Chacun à sa manière répond au problème de la proximité. Nicolas Sarkozy a une indéniable virtuosité pour évoquer les préoccupations des Français de base. Et Ségolène Royal, au-delà de l’offre technocratique, a trouvé une attitude qui porte, en faisant appel à la participation. Mais cela ne suffit pas pour faire une campagne.
Il y aura bien une campagne !
Nous aurons une campagne axée sur les personnalités, mais la question est de savoir si elle répondra au désir de clarification des options en présence. De ce point de vue, la campagne risque d’être frustrante : elle laissera les citoyens sur leur faim s’agissant de comprendre ce qu’il est possible de faire dans le monde où ils sont.
Les Français ont besoin qu’on leur explique ça ?
Pas sous la forme de grandes théories, mais d’orientations claires. La France est un pays où les gens ont le sentiment de ne plus savoir où ils en sont. Les hommes politiques sont incapables de raconter la société française. Ils n’en ont pas le récit. Proposer un récit au pays, c’est énoncer d’où il est parti, où il est passé, et où il va. En résumé, faire la généalogie de ce que nous sommes.
Le problème n’est-il pas que le même récit ne peut plus valoir pour tous ?
Est-ce que l’enfant de l’immigration, sans emploi dans sa banlieue, et le fils de famille qui fait ses études à Harvard peuvent entendre le même récit ? Oui. Même si c’est à des places différentes, ils font partie de la même communauté et ils ont besoin de s’y situer. Le jeune beur a besoin de savoir pourquoi il est là et dans quoi il est embarqué. La preuve, il en parle. Même la haine est un sentiment intégrateur. Dire que ceux qui n’aiment pas la France doivent la quitter n’est pas très pertinent. Ils sont dedans, puisqu’ils s’en font une idée. A l’homme politique d’en proposer une meilleure.
Que manque-t-il à Sarkozy et Royal pour trouver les mots ?
Peut-être ont-ils tout simplement une foi excessive dans les ressources de la communication. Cette campagne s’annonce comme celle du combat de l’image contre la réalité. Ou bien Nicolas Sarkozy et Ségolène Royal réussiront à maintenir le duel sur le terrain de l’image, voire carrément du symbole dans le cas de Royal, ou bien leur image sera mangée par la réalité de ce qu’ils sont et de ce qu’ils représentent.

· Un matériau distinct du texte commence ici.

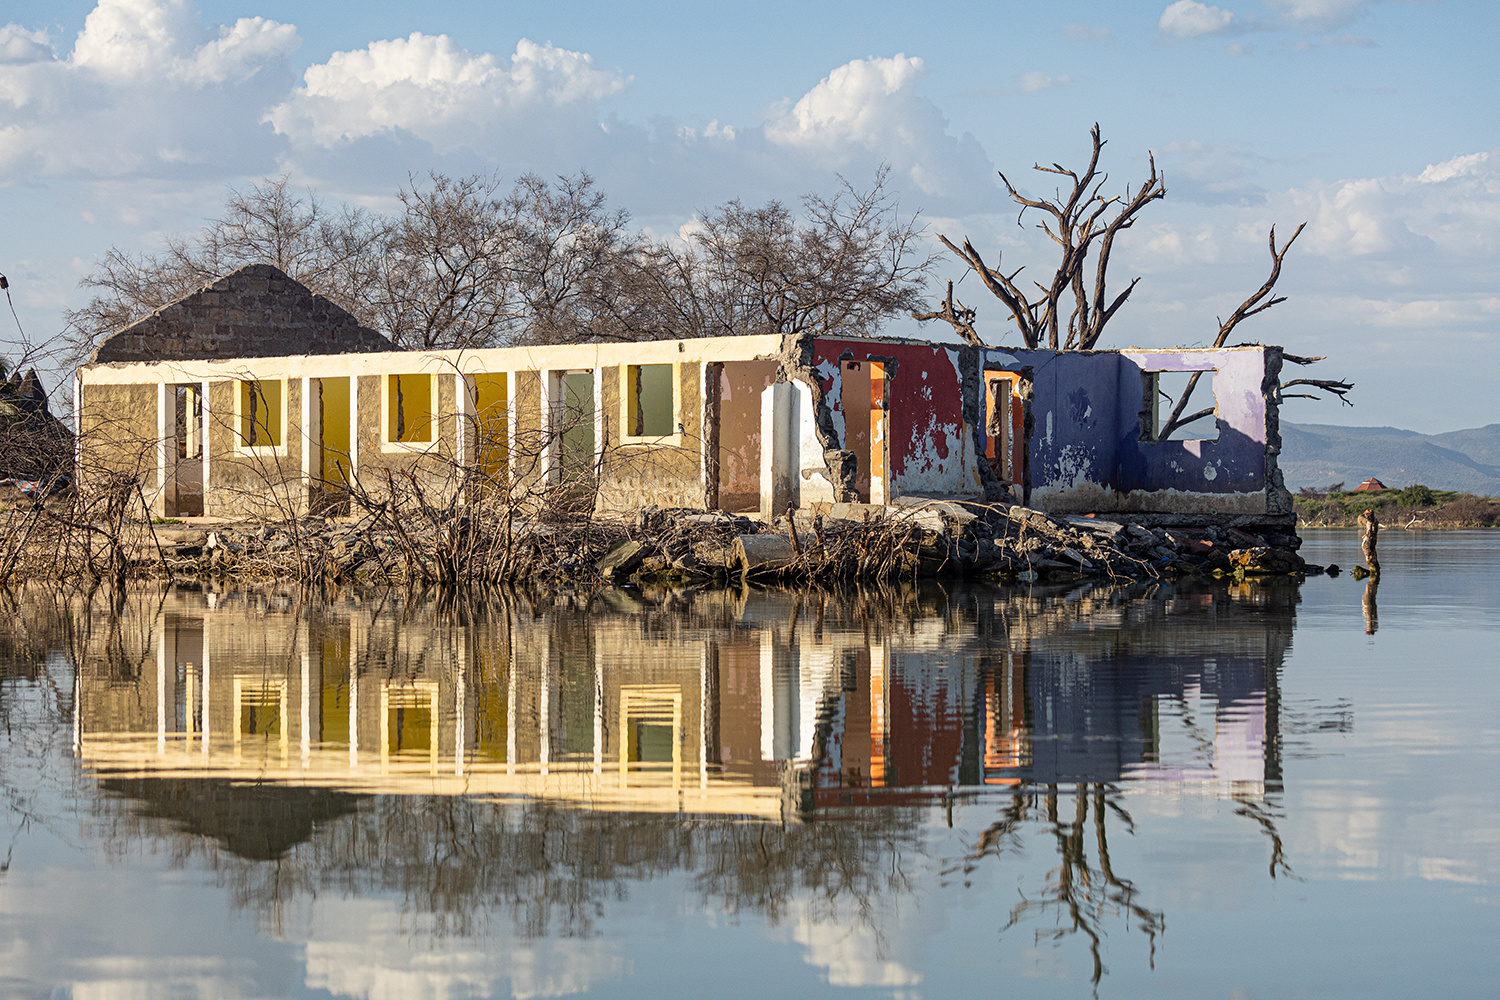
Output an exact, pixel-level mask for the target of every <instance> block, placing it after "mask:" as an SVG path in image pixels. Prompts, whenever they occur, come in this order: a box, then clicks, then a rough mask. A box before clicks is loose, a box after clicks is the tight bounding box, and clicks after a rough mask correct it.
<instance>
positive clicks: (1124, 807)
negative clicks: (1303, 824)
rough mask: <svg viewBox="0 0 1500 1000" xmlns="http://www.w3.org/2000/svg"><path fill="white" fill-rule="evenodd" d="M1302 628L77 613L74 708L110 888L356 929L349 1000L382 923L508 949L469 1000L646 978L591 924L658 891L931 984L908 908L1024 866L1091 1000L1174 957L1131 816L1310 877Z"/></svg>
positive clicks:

Sur le terrain de la sécurité, Sarkozy combat le Front national. Le ministre de l’intérieur peut-il rallier les voix de l’extrême droite ?
L’électorat de Le Pen est protestataire, donc très volatile. Il est difficile de faire des prévisions. Il ne faut pas oublier que presque un Français sur deux a déjà voté Le Pen à une élection ou une autre. En principe, la protestation ne se laisse pas intégrer aisément dans le système.
Le Pen peut-il progresser ?
C’est l’une des grandes inconnues. Il s’est assagi avec l’âge, il a l’air d’un grand-père débonnaire, sa fille est plus présentable que les nervis habituels. Ses adversaires en sont arrivés à reconnaitre que des choses qui les faisaient hurler dès qu’il parlait correspondent à des réalités.
Au FN, on essaie désormais de promouvoir la « figure gaullienne » de Le Pen. Ce renversement historique a-t-il un sens ?
Non. Aucun. Même les adhérents du FN savent très bien que Le Pen n’a aucune réponse aux problèmes qu’il soulève. Ils n’en attendent pas le salut de la patrie ! De Gaulle était l’homme des solutions, Le Pen n’est que celui des questions.
Propos recueillis par Christophe Deloire.